Cameleer: a Deductive Verification Tool for OCaml (extended version)

OCaml is particularly well-fitted for formal verification. On one hand, it is a multi-paradigm language with a well-defined semantics, allowing one to write clean, concise, type-safe, and efficient code. On the other hand, it is a language of choice for the implementation of sensible software, e.g., industrial compilers, proof assistants, and automated solvers. Yet, with the notable exception of some interactive tools, formal verification has been seldom applied to OCaml-written programs. In this paper, we present the ongoing project Cameleer, aiming for the development of a deductive verification tool for OCaml, with a clear focus on proof automation.

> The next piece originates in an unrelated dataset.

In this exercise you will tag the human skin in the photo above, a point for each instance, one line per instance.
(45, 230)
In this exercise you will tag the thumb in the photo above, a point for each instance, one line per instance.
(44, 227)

We leverage on the recently proposed GOSPEL, Generic OCaml SPE cification Language, to attach rigorous, yet readable, behavioral specification to OCaml code. The formally-specified program is fed to our toolchain, which translates it into an equivalent program in WhyML, the programming and specification language of the Why3 verification framework. Finally, Why3 is used to compute verification conditions for the generated program, which can be discharged by off-the-shelf SMT solvers. We present successful applications of the Cameleer tool to prove functional correctness of several significant case studies, like FIFO queues (ephemeral and applicative implementations) and leftist heaps, issued from existing OCaml libraries.